Fast binary parser algorithm

Question

I'm writing a parser for binary files. The data is stored in consecutive 32 bit records. The files only have to be read once and as this is done it is fed into the analysis algorithm.

Now I am reading the file in chunks of 1024 records to avoid as much of the overhead from calling fread more frequently than necessary as possible. In the example below I use oflcorrection, timetag and channel as outputs for the algorithms and use the bool return value to check if the algorithm should stop.

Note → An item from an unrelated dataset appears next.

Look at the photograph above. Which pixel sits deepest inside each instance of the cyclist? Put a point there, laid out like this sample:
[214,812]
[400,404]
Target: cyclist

Also note that not all the records contain photons just those with positive values.

With this approach I can process at up to 0.5GBps or 1.5 GBps if I use the threaded version of the algorithms which break the file into pieces. I know my SSD can read at least a 40% faster. I was thinking of using SIMD to parse several records in parallel but I don't know how to do it with the conditional return clauses.

Do you know any other approach that would allow me to combine chunked reading and SIMD? Is there in general a better way of doing it?

Thanks

P.S. The records correspond to either photons arriving to detectors after going through a beam splitter or a special record that indicates an overflow condition. The latter is needed because Timetags are stored with picosecond resolution in uint64_t.

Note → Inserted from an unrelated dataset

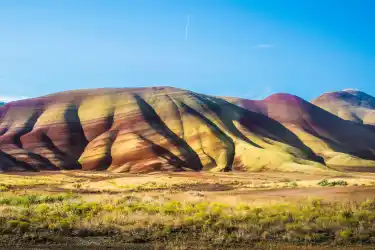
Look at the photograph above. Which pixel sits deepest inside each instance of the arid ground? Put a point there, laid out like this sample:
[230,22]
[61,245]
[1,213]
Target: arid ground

 static inline bool next_photon(FILE* filehandle, uint64_t * RecNum,
                               uint64_t StopRecord, record_buf_t *buffer,
                               uint64_t *oflcorrection, uint64_t *timetag, int *channel)
{
    pop_record:
    while (__builtin_unpredictable(buffer->head < RECORD_CHUNK)) { // still have records on buffer
        ParseHHT2_HH2(buffer->records[buffer->head], channel, timetag, oflcorrection);
        buffer->head++;
        (*RecNum)++;

        if (*RecNum >= StopRecord) { // run out of records
            return false;
        }

        if (*channel >= 0) { // found a photon
            return true;
        }
    }
    // run out of buffer
    buffer->head = 0;
    fread(buffer->records, RECORD_CHUNK, sizeof(uint32_t), filehandle);
    goto pop_record;
}

Please find below the parsing function. Keep in mind that I can't do anything about the file format. Thanks again, Guillem.

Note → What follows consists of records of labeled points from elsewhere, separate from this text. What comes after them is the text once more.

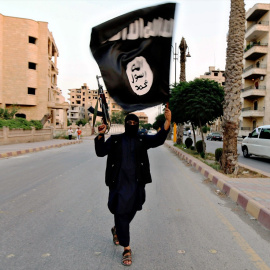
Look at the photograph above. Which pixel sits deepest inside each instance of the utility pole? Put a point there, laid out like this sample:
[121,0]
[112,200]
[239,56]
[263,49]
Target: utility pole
[183,48]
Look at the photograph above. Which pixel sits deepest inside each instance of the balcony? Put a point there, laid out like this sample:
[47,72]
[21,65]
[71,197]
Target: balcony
[254,92]
[247,128]
[257,30]
[250,112]
[254,71]
[256,12]
[255,51]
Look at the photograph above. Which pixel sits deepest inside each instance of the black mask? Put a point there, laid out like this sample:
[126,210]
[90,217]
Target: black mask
[131,130]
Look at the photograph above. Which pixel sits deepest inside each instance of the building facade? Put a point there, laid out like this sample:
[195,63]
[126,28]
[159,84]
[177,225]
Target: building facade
[255,95]
[28,71]
[82,98]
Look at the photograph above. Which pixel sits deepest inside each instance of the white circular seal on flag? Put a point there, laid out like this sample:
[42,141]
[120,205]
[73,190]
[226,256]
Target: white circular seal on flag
[140,75]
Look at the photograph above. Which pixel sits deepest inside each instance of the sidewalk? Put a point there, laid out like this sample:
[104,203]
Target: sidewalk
[253,194]
[12,150]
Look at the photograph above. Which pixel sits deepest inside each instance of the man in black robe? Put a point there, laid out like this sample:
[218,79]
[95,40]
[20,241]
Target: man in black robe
[127,172]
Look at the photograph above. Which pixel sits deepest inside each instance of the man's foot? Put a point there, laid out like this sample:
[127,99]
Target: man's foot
[127,259]
[115,238]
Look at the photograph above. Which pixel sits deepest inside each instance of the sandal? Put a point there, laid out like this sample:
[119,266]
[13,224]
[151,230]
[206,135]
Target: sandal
[115,238]
[126,257]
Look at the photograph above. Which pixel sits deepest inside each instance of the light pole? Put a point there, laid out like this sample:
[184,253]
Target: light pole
[183,48]
[175,58]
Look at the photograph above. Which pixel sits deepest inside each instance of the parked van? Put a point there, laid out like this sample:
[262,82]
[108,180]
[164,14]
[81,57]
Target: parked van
[257,143]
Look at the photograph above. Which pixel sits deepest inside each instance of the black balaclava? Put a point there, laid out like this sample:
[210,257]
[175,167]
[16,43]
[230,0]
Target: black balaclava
[131,130]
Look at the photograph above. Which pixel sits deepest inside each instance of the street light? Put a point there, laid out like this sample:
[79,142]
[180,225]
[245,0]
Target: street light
[175,54]
[183,48]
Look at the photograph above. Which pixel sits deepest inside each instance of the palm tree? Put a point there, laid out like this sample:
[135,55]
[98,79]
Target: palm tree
[233,85]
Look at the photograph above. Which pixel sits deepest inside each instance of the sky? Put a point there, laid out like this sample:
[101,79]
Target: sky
[203,24]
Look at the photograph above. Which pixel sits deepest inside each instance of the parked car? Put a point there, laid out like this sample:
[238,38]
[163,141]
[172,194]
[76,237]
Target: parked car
[214,136]
[257,143]
[143,131]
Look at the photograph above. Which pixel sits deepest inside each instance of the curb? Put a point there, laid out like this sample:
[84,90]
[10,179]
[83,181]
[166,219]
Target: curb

static inline void ParseHHT2_HH2(uint32_t record, int *channel,
                                 uint64_t *timetag, uint64_t *oflcorrection)
{
    const uint64_t T2WRAPAROUND_V2 = 33554432;
    union{
        uint32_t   allbits;
        struct{ unsigned timetag  :25;
            unsigned channel  :6;
            unsigned special  :1;
        } bits;
    } T2Rec;

    T2Rec.allbits = record;

    if(T2Rec.bits.special) {
        if(T2Rec.bits.channel==0x3F) {  //an overflow record
            if(T2Rec.bits.timetag!=0) {
                *oflcorrection += T2WRAPAROUND_V2 * T2Rec.bits.timetag;
            }
            else {  // if it is zero it is an old style single overflow
                *oflcorrection += T2WRAPAROUND_V2;  //should never happen with new Firmware!
            }
            *channel = -1;
        } else if(T2Rec.bits.channel == 0) {  //sync
            *channel = 0;
        } else if(T2Rec.bits.channel<=15) {  //markers
            *channel = -2;
        }
    } else {//regular input channel
        *channel = T2Rec.bits.channel + 1;
    }
    *timetag = *oflcorrection + T2Rec.bits.timetag;
}

I came up with an almost branchless parsing function, but it doesn't produce any speed up.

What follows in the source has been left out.